I am working on a customised gymnasium SAC environment under RLLIB, using Ray Tune for hyper parameter tuning, under Windows 10/11 environment. After around 10,000 steps, regardless of how long the expected episode length is (I tried up to more than a million), the following error messages always appear:
(SAC pid=[id]) 2023-06-24 09:43:58,534 WARNING policy.py:134 – Can not figure out a durable policy name for <class ‘ray.rllib.policy.eager_tf_policy.SACTFPolicy_eager’>. You are probably trying to checkpoint a custom policy. Raw policy class may cause problems when the checkpoint needs to be loaded in the future. To fix this, make sure you add your custom policy in rllib.algorithms.registry.POLICIES.
Followed by:
(SAC pid=[id]) 2023-06-24 09:44:00,449 ERROR syncer.py:466 – Caught sync error: Sync process failed: [WinError 32] Failed copying ‘C:/Users/[username]/ray_results/SAC/SAC_Env_fbfe2_00000_0_train_batch_size=16_[date][time]/checkpoint_000100/.is_checkpoint’ to ‘c:///Users/[username]/ray_results/SAC/SAC_Env_fbfe2_00000_0_train_batch_size=16[date]_[time]/checkpoint_000100/.is_checkpoint’. Detail: [Windows error 32] The process cannot access the file because it is being used by another process.

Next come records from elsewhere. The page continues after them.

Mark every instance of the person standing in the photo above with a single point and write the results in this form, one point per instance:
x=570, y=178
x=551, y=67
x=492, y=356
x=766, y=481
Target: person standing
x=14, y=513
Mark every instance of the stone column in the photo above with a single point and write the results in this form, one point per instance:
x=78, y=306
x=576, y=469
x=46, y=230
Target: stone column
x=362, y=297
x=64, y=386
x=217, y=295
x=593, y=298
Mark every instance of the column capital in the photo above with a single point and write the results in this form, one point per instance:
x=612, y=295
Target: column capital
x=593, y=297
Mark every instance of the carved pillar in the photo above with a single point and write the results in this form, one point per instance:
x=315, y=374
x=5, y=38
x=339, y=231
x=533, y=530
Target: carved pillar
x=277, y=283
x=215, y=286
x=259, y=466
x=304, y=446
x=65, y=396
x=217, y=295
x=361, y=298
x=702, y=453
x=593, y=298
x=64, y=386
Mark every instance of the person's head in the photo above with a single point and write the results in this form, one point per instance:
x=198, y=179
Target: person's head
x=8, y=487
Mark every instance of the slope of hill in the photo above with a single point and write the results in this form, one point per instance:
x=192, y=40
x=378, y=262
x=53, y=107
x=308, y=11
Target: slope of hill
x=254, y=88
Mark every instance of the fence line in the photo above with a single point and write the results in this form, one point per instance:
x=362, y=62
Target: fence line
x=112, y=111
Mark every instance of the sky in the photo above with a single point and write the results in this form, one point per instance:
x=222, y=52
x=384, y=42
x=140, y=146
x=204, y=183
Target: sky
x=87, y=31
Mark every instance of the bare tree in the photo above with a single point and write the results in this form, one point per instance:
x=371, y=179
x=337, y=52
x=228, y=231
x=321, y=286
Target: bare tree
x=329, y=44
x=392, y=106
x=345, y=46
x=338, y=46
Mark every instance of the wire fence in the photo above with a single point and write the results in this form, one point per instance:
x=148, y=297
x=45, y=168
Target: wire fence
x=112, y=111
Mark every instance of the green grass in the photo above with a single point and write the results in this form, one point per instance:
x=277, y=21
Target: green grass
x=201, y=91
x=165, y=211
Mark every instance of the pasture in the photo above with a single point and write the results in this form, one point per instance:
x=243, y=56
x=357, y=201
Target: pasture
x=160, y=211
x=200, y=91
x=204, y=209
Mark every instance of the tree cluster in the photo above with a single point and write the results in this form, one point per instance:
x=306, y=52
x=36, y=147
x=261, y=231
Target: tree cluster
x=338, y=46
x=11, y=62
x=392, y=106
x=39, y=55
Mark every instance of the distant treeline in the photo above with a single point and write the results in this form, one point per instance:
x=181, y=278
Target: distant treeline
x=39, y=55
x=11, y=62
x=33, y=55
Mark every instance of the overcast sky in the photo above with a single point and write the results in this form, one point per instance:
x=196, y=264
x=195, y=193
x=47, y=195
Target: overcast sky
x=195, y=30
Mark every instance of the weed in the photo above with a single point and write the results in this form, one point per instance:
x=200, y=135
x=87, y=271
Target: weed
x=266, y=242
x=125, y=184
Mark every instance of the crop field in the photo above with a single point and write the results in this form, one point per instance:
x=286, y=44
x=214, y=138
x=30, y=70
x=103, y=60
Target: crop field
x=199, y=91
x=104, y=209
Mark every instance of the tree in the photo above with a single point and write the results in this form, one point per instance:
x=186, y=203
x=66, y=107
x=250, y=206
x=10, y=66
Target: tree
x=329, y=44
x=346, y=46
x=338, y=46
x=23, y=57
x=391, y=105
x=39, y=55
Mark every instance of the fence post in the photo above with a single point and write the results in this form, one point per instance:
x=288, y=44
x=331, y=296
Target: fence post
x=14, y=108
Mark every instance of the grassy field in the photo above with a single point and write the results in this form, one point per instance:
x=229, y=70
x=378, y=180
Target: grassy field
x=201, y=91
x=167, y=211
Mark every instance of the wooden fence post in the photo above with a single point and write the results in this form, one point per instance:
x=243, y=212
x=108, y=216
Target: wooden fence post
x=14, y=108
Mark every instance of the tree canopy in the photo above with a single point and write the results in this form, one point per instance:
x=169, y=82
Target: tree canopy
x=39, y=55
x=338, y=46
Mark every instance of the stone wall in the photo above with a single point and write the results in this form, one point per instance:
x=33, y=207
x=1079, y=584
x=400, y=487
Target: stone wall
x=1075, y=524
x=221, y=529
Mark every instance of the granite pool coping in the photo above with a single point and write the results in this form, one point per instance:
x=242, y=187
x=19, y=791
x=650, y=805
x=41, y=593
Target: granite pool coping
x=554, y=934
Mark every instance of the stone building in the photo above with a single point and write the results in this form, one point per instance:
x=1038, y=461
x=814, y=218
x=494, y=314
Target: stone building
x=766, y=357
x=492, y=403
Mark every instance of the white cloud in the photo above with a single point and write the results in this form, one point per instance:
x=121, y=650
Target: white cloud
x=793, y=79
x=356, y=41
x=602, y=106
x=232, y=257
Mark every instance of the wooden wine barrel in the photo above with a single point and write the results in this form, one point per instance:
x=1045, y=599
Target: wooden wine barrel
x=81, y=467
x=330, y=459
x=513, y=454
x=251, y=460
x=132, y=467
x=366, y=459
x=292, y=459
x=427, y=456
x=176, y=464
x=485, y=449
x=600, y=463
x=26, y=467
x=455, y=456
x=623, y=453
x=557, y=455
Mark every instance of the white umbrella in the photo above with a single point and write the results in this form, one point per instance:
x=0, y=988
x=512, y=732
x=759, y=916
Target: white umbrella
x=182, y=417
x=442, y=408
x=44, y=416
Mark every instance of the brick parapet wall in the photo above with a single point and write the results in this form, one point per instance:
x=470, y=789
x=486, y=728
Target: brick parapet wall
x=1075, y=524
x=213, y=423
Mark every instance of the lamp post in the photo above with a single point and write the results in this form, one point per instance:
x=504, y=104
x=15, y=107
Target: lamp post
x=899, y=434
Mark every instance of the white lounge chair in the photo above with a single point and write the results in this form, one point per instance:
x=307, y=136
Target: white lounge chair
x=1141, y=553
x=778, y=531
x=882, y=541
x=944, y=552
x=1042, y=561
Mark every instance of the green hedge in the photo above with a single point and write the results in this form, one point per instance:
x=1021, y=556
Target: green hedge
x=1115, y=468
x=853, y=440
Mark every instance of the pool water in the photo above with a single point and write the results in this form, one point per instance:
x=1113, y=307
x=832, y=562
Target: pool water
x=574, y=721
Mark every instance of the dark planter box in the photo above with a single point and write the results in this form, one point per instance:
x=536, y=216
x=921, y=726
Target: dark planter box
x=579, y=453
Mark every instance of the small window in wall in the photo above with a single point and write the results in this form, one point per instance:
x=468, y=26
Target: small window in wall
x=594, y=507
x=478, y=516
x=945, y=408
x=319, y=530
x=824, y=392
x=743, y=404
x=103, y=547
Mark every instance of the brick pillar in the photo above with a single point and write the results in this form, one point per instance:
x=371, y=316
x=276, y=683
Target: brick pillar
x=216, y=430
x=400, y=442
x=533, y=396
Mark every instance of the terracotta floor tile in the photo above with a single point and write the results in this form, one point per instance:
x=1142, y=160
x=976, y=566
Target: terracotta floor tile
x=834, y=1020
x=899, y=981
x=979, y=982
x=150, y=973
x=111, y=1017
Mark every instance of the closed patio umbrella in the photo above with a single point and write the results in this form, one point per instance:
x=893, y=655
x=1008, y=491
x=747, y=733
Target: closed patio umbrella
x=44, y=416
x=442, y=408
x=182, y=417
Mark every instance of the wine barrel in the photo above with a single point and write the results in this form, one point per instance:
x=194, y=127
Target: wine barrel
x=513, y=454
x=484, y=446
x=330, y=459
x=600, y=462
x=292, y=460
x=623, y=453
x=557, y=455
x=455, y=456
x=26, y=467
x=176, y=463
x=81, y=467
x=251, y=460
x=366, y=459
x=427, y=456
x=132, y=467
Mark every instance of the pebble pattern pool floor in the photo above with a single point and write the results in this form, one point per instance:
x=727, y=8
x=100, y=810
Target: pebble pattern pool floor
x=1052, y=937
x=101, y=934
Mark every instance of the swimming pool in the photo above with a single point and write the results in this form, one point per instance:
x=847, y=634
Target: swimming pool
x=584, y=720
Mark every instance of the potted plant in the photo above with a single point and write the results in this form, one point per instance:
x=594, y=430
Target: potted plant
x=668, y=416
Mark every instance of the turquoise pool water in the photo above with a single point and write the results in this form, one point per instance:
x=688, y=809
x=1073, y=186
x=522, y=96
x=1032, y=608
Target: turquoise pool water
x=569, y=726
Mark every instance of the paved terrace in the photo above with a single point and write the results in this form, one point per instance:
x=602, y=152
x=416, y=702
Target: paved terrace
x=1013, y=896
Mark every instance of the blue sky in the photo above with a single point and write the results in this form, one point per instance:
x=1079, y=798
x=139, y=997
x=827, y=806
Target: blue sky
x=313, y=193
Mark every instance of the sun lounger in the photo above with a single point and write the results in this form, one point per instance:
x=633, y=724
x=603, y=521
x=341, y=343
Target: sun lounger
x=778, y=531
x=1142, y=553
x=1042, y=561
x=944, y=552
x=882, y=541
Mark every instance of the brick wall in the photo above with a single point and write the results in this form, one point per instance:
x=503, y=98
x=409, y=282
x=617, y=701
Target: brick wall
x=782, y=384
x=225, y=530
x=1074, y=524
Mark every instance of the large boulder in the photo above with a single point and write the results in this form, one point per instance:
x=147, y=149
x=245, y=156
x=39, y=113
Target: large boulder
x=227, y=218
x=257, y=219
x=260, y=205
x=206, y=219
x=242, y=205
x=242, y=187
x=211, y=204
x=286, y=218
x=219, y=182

I have spent a bit of time eliminating the followings as possible causes:
- Policy_model_config and q_model_config under RLLIB’s SACConfig().training: originally had grid searches on fcnet_hidden and fcnet_activation (otherwise I am using default), but I saw the same even if I used default only.
- local_dir under Tune’s RunConfig: a default location yielded the same result.
- checkpoint_frequency under CheckpointConfig, under Tune’s RunConfig: it did not help trying anything between default value to 100,000.
- Tune.SyncConfig parameters under Tune’s RunConfig: I set sync_period and sync_timeout to very high numbers (12,000 to 60,000) but still observed the same.
- The same thing happened whether I used Tensorboard during training process or not.
- Running the environment under administrator mode (I am using VS Code) did not help either.
- Running on single or multiple GPUs did not matter.
I was tempted to use local_mode = True during ray.init(), but I am quite sure Ray knows I am running local (since I always see “Started a local Ray instance” in the beginning), and noting local mode is now deprecated I did not actually try.
It is to me quite clear the syncer is trying to copy the .is_checkpoint to itself, causing the second error and stopping me from completing the training. But since I am running entirely local, I am not sure why syncer comes in to play - I was under the impression that it is for distributed environments.
And on the other hand, the first error message is also perplexing: it pops up even when I use default policies, or it comes up because I am using customized environment?
Will anyone know what the root cause(s) can possibly be? Any help / hint would be much appreciated.